安心してしまったせいか思い出したように空腹が襲ってきた。
だけど流石にこんな遅い時間にがっつりお弁当は重たいからと
コンビニで菓子パンを買って帰る。
明るところで顔を見られるのは恥ずかしいから知冬に買ってきてもらって。

並んで歩く距離間は何時もと一緒。
ただ唯一違うのはぎゅっと手を繋いでいるということ。

志真の中の混乱が少しずつ収まっていく中で、ようやく帰宅。
荷物をおろし着替えるより先にお茶を沸かしてパンを食べる。


「……」
「……」

1歩踏み込む。2歩逃げる。

「……」
「……」

2歩踏み込む。
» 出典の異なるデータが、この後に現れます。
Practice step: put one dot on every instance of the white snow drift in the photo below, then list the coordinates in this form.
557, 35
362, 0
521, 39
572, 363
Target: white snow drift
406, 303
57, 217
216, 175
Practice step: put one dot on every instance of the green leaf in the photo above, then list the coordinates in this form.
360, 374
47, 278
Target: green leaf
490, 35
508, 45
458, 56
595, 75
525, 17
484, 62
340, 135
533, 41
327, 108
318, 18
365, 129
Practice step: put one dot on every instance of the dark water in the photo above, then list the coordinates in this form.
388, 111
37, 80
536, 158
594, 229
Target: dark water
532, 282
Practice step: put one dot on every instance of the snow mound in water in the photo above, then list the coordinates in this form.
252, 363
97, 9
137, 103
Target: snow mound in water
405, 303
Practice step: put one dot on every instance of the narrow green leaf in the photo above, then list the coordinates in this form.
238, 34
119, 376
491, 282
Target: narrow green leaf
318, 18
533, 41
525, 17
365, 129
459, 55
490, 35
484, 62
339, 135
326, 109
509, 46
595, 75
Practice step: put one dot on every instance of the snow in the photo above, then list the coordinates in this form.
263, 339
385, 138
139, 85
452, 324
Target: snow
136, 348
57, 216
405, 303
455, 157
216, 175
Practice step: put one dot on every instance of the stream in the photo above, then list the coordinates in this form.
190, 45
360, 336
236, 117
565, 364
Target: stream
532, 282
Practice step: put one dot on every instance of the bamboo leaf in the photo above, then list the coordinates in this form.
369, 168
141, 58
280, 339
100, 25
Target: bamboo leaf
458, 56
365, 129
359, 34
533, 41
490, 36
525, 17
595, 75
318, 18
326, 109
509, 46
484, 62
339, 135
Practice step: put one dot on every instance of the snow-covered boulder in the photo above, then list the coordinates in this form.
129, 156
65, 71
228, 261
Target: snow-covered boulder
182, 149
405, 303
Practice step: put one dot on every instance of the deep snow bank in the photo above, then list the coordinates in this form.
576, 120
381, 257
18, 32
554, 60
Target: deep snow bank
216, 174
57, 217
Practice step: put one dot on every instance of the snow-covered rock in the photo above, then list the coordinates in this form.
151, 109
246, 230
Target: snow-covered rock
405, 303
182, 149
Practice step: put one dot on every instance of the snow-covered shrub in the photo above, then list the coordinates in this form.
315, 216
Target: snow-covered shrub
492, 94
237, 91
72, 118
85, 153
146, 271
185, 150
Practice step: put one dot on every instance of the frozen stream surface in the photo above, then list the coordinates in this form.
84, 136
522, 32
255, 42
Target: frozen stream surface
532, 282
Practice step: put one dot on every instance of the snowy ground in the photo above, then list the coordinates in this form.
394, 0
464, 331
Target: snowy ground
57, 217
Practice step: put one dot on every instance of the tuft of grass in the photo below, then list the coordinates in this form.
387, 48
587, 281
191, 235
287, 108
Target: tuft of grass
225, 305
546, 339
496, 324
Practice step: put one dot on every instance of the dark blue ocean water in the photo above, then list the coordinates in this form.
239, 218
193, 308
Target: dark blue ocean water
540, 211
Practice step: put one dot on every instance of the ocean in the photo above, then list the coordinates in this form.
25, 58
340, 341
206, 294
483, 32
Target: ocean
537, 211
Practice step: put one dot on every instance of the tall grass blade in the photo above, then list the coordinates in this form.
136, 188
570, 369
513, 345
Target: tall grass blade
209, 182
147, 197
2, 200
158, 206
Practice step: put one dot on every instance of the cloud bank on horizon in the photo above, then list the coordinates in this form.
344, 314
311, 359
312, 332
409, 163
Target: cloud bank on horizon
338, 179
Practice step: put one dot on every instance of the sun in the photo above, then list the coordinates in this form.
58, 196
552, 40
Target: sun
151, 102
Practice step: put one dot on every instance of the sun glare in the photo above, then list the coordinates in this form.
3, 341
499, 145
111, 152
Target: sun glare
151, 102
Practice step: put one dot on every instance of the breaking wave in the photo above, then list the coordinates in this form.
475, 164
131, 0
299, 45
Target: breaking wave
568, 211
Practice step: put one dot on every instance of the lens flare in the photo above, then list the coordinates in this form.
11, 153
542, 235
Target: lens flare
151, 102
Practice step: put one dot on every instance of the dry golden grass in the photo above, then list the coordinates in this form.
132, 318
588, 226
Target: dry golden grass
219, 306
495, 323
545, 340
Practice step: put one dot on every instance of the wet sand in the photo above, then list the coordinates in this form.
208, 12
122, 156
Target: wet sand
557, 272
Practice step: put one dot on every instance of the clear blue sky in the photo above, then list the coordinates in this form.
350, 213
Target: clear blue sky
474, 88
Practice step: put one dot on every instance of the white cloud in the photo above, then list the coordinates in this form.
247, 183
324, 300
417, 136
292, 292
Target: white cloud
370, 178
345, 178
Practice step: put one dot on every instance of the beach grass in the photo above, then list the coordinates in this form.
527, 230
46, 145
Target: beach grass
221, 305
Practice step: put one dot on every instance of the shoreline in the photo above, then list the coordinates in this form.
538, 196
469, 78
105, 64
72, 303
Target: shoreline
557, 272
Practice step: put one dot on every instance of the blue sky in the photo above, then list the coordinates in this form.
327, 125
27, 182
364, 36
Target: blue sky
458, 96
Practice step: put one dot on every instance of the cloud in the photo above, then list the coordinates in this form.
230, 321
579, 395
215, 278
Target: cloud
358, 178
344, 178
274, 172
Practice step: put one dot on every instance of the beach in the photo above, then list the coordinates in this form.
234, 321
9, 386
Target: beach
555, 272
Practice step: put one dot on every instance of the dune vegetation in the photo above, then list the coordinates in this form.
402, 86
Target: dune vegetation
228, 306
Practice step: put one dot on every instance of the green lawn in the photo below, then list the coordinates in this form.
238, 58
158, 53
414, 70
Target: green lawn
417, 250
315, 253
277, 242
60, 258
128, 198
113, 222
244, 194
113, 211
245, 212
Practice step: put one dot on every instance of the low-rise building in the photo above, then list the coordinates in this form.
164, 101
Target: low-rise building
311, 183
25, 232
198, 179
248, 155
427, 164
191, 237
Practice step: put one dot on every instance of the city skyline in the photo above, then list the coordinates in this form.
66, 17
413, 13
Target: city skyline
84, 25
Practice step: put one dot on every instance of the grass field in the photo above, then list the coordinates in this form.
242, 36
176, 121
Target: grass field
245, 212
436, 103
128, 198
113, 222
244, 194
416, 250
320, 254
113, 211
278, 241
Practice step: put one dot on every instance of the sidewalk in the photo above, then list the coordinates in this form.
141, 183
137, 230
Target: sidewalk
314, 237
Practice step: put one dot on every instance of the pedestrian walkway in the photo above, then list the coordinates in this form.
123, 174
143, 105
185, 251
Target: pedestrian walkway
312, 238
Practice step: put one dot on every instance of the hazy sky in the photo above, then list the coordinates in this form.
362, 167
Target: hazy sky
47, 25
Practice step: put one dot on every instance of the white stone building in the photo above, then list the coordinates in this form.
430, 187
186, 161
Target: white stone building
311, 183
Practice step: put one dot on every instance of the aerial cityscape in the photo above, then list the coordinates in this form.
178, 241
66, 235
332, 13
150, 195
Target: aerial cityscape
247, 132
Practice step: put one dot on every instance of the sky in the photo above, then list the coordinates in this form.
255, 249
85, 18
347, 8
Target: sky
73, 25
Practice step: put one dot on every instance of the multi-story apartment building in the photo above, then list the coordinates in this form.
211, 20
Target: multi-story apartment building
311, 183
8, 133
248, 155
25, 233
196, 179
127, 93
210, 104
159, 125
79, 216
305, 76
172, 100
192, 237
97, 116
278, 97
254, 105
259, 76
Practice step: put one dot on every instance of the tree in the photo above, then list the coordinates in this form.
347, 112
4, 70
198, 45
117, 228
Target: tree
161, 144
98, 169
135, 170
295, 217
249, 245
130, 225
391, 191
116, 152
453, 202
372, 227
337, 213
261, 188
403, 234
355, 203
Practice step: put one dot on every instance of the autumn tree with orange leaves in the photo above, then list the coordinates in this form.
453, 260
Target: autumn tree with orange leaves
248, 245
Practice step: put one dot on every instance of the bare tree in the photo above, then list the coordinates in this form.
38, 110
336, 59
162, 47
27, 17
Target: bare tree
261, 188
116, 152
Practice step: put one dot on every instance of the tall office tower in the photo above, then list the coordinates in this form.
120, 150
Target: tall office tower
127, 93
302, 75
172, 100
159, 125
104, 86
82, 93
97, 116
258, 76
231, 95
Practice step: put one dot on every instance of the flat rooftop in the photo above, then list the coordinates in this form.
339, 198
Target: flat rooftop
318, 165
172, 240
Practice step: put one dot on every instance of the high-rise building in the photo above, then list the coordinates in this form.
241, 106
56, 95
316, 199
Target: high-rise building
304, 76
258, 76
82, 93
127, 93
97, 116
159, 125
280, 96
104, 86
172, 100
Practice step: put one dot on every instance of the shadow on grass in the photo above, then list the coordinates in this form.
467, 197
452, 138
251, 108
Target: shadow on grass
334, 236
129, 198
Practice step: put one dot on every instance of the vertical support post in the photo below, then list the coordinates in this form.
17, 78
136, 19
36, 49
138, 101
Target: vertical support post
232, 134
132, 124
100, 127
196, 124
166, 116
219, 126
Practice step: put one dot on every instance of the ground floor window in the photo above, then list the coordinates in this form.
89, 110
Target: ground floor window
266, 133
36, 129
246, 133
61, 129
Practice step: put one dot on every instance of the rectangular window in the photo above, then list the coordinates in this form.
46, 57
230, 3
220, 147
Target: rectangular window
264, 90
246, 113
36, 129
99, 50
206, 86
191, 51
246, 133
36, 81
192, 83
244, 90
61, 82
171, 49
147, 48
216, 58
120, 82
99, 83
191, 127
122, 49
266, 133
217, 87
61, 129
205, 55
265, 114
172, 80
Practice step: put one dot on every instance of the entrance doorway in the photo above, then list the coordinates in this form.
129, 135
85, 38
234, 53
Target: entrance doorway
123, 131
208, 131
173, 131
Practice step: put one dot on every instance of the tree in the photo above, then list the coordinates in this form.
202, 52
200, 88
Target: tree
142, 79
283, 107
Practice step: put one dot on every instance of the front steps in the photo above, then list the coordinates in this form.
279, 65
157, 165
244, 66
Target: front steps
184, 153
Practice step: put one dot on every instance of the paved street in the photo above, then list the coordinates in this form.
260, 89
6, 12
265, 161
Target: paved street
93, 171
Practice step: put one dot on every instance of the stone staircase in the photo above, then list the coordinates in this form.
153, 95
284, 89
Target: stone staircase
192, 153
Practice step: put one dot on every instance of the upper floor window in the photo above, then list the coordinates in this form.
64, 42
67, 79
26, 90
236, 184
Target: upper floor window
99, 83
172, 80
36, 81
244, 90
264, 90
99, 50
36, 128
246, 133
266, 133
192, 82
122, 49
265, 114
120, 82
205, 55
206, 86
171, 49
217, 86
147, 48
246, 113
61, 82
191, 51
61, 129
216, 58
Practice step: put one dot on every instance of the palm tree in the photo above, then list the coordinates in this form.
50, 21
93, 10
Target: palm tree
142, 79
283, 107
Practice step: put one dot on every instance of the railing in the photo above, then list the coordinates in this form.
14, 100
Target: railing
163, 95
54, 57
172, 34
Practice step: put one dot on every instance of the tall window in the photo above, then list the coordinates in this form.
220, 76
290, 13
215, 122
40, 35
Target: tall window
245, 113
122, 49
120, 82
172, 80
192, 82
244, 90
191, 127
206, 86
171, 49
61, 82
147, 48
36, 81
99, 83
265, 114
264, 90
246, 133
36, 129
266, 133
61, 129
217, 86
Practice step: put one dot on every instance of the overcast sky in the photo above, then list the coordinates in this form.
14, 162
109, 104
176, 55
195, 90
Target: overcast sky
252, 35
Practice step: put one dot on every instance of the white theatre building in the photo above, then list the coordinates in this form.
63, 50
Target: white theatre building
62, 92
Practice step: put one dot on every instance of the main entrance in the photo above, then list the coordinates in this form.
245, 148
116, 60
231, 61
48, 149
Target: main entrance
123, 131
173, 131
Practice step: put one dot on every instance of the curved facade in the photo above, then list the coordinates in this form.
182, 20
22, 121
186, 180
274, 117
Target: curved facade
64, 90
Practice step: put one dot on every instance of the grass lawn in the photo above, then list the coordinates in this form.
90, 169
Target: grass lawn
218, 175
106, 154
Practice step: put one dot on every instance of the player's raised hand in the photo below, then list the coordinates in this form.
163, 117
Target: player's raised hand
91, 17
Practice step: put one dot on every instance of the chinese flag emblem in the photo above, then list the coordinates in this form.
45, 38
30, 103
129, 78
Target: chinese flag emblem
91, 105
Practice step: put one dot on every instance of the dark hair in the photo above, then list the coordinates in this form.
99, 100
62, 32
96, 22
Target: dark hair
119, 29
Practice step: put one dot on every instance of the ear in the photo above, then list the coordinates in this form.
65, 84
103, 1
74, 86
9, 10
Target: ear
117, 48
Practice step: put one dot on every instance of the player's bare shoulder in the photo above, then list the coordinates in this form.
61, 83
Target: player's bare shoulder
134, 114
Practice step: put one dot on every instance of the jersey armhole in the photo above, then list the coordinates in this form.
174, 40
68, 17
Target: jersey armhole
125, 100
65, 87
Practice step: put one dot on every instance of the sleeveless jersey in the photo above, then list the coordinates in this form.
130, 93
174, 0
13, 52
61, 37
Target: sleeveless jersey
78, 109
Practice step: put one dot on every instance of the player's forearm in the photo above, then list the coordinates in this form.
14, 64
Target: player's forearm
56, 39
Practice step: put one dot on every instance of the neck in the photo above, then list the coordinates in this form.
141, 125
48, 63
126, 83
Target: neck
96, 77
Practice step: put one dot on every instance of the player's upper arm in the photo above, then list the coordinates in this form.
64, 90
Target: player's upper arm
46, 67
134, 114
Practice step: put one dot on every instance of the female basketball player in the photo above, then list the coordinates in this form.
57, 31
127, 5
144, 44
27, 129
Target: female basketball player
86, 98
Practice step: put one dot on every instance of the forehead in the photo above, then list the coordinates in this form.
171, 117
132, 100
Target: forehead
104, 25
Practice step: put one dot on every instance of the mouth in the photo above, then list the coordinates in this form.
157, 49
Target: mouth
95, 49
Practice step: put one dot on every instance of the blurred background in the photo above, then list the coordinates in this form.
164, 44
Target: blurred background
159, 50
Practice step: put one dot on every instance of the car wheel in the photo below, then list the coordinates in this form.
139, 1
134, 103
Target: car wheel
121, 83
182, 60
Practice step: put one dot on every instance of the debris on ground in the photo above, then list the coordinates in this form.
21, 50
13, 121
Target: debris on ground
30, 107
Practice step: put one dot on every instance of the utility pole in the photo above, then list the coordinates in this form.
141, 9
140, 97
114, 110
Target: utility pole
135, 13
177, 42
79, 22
4歩逃げる。

「……」
「志真?どうした?…何で避ける?」
「な、何か…何か!」
「え?ナンカ?ナンカって何ですか?」

だっていきなり肩を抱こうとするすんだもの、そりゃ逃げるでしょう?

ナンカ、貴方に狙われている気がするんだもの。

主に体を。

「落ち着いて。知冬さん、ドウドウ。ドウドウ」
「俺は落ち着いてますが」
「……じゃあそこに座ってて。動かないで」

気がするというか厳密に言えばソレに誘われたけど。
改めてソレを口にしたら顔から火が出そうなのでこらえる。
全てが仕組まれた事だと知って落ち込みまくって泣き続けたのに

その夜には知冬とソウイウコトとか無理です。

ただでさえ情報が追いつかなくて頭がパンクしそうになっているのに。

「……」

志真に来るなと言われて不服そうにパンをかじる知冬。

「……今日はお風呂無理そうですね」
「そうですね」
「明日は仕事休んでゆっくりします。それから、両親とも話をします」
「俺も行きます」
「大丈夫ですよ、もう泣いたりしないから」
「俺達の事を報告しないと。別の男とお見合いなんてされたら困りますから」
「……もう、しないと思いますけど。ね」

おばさんと話をして、知冬の気持ちを伝えられてもう誰も怒る気はない。
分かってて笑ってた両親にはちょっとくらいは文句もいいたいけれど。

「志真」
「はい。は…ハイストップ!それ以上こない!」
「まだ怒ってる?」
「怒ってないから来ない!駄目!ノータッチ!」

話すこともなくなってパンを無心で食べていたら
いつの間にか近づいている知冬。
まるで部屋で虫でも見つけたかのように慌てて逃げる志真。

「傷つけてしまったお詫びを」
「今度ごはんでも奢ってくれたらいいですからっ」
「嫌い?」
「嫌いじゃないです。無いから、お願い。…そんな見つめないで」

どうしよう、二人でゆっくり気持ちを整理する所か余計にパニックになるよ。